In clips from the film “An Ordinary Hero” interspersed with her commentary, Mulholland told her story of engaging in the civil rights struggle as a young girl and her journey through the March on Washington, the desegregation of Arlington lunch counters and the Freedom Riders. The film was Winner of the Audience Choice Award at the Crossroads Film Festival and the Oxford Film Festival in 2013.
Mulholland recalls in high school some colored students were invited to join her church group in Falls Church. “We all ate spaghetti together but we had to meet in secret because there was a public assembly law in Virginia that prohibited us meeting, rowdies could show up and less than 2 blocks away was the Nazi headquarters.”

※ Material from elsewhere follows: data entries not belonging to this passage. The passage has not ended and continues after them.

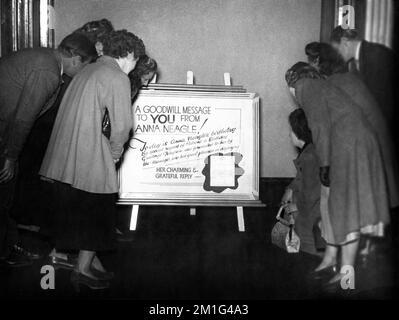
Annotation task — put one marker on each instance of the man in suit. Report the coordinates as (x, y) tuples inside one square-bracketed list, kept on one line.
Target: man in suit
[(29, 83), (376, 65), (374, 62)]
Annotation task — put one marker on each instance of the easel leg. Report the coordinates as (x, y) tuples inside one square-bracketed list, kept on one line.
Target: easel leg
[(133, 217), (240, 218)]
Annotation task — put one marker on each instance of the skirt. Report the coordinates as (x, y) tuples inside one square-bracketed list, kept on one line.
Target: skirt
[(84, 220)]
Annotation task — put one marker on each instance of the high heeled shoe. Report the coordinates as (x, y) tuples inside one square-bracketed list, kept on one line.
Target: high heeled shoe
[(78, 279), (327, 272), (107, 275)]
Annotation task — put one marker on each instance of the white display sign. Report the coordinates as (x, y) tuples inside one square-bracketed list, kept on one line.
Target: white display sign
[(192, 146)]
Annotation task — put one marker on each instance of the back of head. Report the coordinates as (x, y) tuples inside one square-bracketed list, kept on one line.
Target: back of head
[(144, 66), (312, 50), (299, 125), (78, 45), (301, 70), (327, 59), (338, 33), (118, 44), (96, 30)]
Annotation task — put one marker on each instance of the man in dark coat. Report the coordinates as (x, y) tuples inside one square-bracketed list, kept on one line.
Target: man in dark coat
[(29, 84), (374, 62)]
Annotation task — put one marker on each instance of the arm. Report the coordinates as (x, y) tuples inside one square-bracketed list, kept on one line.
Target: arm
[(120, 115), (38, 88)]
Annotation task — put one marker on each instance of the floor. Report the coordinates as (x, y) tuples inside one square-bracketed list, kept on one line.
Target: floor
[(177, 256)]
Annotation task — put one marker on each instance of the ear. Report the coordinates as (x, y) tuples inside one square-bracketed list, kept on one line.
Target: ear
[(99, 48), (76, 60)]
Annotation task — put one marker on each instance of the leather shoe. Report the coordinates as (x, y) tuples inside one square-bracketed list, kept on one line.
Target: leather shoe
[(68, 263), (324, 273)]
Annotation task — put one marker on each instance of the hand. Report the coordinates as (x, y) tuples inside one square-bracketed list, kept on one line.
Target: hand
[(8, 171), (325, 176), (287, 197)]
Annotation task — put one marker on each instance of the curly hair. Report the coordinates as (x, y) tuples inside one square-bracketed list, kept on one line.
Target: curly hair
[(144, 66), (299, 125), (77, 44), (301, 70), (329, 60), (118, 44), (96, 30)]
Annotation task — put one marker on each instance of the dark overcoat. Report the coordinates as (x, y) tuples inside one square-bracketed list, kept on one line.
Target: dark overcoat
[(29, 82), (346, 142), (306, 195), (358, 91)]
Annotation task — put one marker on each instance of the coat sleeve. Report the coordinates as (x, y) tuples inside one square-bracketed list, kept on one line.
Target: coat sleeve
[(316, 110), (39, 86), (121, 116)]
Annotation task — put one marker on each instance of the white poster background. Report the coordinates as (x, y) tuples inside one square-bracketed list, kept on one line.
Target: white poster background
[(164, 165)]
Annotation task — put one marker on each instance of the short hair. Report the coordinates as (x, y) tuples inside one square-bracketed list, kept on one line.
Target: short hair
[(312, 50), (299, 71), (338, 33), (96, 30), (118, 44), (78, 45), (144, 66), (299, 125), (329, 59)]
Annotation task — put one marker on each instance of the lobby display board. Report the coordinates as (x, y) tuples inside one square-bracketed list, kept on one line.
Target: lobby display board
[(193, 146)]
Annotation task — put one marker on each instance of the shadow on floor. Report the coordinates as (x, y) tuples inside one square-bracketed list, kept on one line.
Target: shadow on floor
[(177, 256)]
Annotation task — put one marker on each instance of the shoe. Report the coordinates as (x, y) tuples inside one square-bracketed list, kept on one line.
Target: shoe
[(103, 275), (124, 237), (78, 279), (26, 253), (16, 259), (327, 272), (68, 263)]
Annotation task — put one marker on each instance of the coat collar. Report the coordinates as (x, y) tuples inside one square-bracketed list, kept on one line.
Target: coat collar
[(108, 60)]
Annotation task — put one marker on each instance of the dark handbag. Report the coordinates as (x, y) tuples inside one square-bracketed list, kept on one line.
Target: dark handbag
[(106, 125), (283, 234)]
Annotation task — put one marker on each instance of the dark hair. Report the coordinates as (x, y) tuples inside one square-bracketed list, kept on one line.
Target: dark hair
[(96, 30), (118, 44), (144, 66), (312, 50), (329, 59), (77, 44), (299, 125), (301, 70), (338, 33)]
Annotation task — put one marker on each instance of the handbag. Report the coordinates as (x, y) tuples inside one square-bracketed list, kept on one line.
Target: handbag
[(106, 125), (283, 234)]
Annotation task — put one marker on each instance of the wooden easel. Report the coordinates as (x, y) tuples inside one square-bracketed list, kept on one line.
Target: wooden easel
[(135, 214), (239, 206)]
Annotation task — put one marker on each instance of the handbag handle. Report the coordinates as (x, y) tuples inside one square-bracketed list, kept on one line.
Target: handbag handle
[(279, 218)]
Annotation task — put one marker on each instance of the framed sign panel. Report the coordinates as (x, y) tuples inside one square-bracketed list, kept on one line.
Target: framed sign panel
[(193, 148)]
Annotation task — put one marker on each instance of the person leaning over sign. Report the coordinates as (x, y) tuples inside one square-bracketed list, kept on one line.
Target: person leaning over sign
[(81, 159), (303, 193), (351, 166), (142, 74), (29, 84)]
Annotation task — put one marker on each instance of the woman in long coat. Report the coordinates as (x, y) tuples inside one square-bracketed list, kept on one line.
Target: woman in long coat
[(350, 160), (81, 159), (329, 63)]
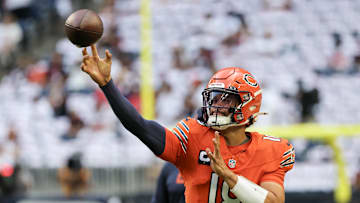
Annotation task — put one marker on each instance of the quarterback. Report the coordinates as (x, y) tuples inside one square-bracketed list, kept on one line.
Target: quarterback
[(219, 160)]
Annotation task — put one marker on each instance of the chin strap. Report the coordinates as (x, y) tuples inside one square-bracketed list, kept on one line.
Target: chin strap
[(222, 126)]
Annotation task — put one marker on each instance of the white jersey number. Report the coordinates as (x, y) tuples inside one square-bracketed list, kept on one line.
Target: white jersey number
[(225, 190)]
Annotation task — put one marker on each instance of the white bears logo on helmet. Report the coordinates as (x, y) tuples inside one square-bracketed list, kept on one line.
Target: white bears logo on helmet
[(250, 80), (220, 85)]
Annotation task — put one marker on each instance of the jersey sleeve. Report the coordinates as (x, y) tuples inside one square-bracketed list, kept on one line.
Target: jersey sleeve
[(176, 141), (284, 164), (161, 193)]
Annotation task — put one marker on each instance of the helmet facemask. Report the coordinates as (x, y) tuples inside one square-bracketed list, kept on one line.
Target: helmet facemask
[(221, 107)]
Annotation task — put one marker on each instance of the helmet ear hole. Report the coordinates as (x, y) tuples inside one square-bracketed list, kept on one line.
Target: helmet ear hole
[(252, 108)]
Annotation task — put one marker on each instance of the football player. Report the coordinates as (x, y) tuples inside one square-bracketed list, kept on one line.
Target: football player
[(219, 160)]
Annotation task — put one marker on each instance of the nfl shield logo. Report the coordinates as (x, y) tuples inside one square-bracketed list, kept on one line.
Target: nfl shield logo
[(232, 163)]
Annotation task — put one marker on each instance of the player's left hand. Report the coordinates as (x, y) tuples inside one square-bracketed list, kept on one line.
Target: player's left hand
[(217, 162)]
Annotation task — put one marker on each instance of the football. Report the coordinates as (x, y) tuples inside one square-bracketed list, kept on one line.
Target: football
[(83, 27)]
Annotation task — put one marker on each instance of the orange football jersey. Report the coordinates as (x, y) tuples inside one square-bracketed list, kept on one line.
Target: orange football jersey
[(262, 159)]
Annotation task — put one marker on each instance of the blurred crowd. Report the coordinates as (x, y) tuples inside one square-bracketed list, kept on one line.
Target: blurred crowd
[(305, 53)]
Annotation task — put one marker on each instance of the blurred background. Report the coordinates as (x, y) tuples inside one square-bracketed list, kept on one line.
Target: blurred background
[(60, 141)]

Later she joined NAG and their motto was nag, nag, nag the country into submission. The Nonviolent Action Group (NAG) was a student-run campus organization at Howard University that campaigned against racial segregation and other civil rights causes in the areas of Virginia, Maryland and Washington D.C. during the 1960s. But she started with integration of the lunch counters in her own neighborhood in Arlington. When the lunch counter battle was over she looked around for another challenge and settled on the segregated swimming pools at Glen Echo Park. “I used to say, you can be at the back of the bus or the back of the line but you can’t be at the back of a carousel,” referring to Glen Echo’s famous Dentzel Carousel.
Then came the summer of 1961 where she left D.C. with 13 Freedom Riders on two separate buses. She remembers the buses were attacked several times but, “All hell broke loose in Alabama. We realized this was the next stage of the revolution. As the buses moved into Anniston the streets were deserted. “We thought this is not good. The crowd threw firebombs and the mothers brought their children to see the freedom riders burned alive on Mother’s Day.” In June she was arrested in Jackson, Miss. and became prisoner number 20975.
Mulholland is wearing her white Medgar Evers T-shirt and she remembers his contribution to the cause of freedom. “They” had a most wanted list and when one of us died, they Xed out our face. Medgar Evers got Xed out. I didn’t but it could have been me who died. Periodically I visit his grave and give thanks to him for what he has done and give a report to him on current affairs. It helps focus my thoughts on what happened then and what’s happening now.”
She asked the younger people in the audience: “What are you going to do? Start small; there is room for everybody in moving this country forward.” Mulholland said if she were 19 today she would be involved in some capacity in the Black Lives Matter efforts and she is concerned about the refugee issue of the Syrians and Palestinians. She recalled being invited by a group of interfaith American peace builders to join in a demonstration with picketers in Palestine a few years ago. She said she offered them bandannas in case there was tear gas, but the Americans didn’t wrap their minds around it.
“I have never been gassed but I know a wet bandana across the face is a good start.”
Her answer to a student’s question was, “I thought we were going to die at the lunch counter but being afraid is a waste of time; if you’re going to die, make it worthwhile.”
Are things better now or worse? She speculates that we have police shootings now just like we had back then. “I don’t think the numbers are better or worse, but now it gets coverage; that is progress.”